” The early bird catches the worm”.
All of us would have heard this famous proverb.When it comes to our personal investments,it cannot be more relevant.Let us see with an example, how important it is to start saving early.
Ram and Shyam are childhood friends aged 25.They have just finished their studies and started working.
Ram is conservative,thoughtful and meticulous by nature.On being advised by a professional financial planner,he starts investing Rs 1000 per month in a recommended Systematic Investment Plan.
Shyam too is keen on saving,but he decides to enjoy his new found financial independence for now and like most of us tend to do,decides to postpone his savings plans for sometime, till he settles down in his job and gets some financial stability.

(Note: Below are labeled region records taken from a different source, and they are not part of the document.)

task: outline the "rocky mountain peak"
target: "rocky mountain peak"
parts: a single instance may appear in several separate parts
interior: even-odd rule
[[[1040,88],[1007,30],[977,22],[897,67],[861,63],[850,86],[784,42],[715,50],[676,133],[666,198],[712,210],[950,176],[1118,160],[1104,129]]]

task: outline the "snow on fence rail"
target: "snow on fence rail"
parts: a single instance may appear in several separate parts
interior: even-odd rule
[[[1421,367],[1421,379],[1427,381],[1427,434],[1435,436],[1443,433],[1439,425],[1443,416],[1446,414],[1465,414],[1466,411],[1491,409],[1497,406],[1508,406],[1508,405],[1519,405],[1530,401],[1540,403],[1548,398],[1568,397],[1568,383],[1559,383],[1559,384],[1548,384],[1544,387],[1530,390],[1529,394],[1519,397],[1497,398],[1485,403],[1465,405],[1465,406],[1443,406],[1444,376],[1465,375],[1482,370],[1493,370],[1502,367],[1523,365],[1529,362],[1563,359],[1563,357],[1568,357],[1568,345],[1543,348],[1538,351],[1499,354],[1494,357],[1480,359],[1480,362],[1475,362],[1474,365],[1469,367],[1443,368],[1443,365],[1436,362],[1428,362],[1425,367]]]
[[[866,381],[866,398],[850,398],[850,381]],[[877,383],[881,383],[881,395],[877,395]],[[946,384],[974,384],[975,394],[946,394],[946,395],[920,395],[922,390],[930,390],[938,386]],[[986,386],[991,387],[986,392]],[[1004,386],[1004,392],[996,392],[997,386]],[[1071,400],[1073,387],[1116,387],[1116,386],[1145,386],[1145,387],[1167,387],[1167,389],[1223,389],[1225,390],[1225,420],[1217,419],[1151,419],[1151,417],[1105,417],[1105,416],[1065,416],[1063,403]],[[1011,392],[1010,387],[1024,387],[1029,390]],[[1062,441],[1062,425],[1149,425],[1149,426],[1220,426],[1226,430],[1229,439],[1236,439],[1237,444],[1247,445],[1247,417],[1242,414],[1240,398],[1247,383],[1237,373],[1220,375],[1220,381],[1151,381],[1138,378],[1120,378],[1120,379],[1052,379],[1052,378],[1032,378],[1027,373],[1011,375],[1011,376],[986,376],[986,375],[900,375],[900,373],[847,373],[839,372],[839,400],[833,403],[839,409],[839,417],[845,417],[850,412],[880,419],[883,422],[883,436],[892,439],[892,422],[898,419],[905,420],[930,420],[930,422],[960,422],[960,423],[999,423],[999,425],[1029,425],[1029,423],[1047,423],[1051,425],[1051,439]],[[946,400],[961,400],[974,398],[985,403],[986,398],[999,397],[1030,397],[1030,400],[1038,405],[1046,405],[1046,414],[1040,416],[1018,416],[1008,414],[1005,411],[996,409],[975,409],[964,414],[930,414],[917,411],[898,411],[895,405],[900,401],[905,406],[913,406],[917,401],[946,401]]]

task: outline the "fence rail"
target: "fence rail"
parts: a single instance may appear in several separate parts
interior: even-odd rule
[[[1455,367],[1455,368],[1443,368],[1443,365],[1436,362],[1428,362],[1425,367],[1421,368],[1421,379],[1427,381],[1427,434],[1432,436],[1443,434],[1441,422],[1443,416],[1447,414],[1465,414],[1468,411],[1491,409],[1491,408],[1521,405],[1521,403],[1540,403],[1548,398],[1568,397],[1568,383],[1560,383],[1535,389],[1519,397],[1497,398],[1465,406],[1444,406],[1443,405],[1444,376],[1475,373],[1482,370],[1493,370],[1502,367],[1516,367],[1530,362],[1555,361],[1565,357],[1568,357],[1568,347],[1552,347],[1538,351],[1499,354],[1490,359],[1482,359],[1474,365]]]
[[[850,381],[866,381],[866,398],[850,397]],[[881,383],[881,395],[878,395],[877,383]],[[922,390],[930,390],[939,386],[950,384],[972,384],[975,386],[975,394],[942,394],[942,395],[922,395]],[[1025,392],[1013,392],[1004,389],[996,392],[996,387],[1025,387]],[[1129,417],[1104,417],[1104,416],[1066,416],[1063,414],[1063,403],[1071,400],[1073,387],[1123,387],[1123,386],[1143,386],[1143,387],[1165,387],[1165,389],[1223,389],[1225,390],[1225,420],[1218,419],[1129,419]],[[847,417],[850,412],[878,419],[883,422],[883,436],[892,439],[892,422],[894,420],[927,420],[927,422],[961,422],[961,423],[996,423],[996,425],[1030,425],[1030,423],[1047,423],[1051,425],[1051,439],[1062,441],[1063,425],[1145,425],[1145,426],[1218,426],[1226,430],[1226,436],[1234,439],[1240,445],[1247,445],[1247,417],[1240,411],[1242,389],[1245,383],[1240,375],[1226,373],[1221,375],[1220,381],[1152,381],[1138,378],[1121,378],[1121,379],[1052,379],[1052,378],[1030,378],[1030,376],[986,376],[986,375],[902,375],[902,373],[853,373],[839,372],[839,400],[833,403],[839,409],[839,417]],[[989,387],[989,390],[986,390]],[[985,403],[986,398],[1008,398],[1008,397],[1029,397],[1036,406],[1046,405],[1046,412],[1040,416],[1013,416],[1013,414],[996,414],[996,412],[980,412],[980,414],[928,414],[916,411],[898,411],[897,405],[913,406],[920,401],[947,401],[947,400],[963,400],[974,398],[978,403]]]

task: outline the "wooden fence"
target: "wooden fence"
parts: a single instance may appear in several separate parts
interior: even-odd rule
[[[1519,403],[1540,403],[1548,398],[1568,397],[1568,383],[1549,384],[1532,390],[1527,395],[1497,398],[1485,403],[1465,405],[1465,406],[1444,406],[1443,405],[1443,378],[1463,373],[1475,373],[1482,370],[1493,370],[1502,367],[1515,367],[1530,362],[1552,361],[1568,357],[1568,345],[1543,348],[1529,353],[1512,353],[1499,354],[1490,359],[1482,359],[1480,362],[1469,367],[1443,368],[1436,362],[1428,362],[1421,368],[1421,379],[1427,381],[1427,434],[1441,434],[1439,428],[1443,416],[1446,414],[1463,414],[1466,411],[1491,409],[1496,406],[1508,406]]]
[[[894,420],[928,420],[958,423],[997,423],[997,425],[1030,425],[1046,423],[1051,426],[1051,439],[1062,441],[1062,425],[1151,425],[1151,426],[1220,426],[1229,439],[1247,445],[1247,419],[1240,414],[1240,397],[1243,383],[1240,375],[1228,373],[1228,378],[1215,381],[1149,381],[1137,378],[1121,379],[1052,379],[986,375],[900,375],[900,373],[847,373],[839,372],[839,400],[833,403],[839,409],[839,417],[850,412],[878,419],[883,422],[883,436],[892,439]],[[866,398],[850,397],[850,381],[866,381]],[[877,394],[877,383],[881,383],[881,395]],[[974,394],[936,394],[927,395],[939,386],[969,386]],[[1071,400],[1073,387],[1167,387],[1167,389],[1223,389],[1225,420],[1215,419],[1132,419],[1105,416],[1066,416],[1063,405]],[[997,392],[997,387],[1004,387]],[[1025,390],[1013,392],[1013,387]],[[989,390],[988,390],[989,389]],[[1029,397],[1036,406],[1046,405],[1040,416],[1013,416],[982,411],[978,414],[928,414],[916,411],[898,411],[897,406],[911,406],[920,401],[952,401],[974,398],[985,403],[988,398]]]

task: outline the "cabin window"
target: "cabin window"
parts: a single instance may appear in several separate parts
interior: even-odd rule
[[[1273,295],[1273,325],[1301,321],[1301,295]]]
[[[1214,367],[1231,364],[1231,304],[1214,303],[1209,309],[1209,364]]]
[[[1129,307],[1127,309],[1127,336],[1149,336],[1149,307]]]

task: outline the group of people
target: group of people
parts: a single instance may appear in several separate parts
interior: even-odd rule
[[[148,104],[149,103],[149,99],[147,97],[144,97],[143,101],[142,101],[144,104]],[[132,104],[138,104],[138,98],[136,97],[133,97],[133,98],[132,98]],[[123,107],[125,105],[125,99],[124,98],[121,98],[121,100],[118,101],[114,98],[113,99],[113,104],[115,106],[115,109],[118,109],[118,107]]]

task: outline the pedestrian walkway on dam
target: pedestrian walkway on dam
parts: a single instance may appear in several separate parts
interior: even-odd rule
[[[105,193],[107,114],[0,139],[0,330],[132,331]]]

At age 35 , he is impressed with the steady growth in Ram’s portfolio and starts investing Rs 2000/- per month (to make up for the lost time) in the same plan.
Let us see where both of them are at age 55.
Ram has saved Rs 1000/- per month for 30 years.Total amount invested is Rs 3.6 Lakhs
Shyam starts 10 years later, and has invested Rs 2000/- for 20 years.Total amount invested is Rs 4.8 Lakhs.
Assuming a conservative growth rate of 8 % p.a , this is how they have fared:
Ram : Current Investment Value : Rs 15.03 Lakhs
Shyam : Current Investment Value : Rs 11.84 Lakhs
Even after starting with the double the amount per month and investing 33 % more over time, Shyam’s investments are still 27 % lesser in value !! This is the power of compounding,which Ram benefited from due to an early start.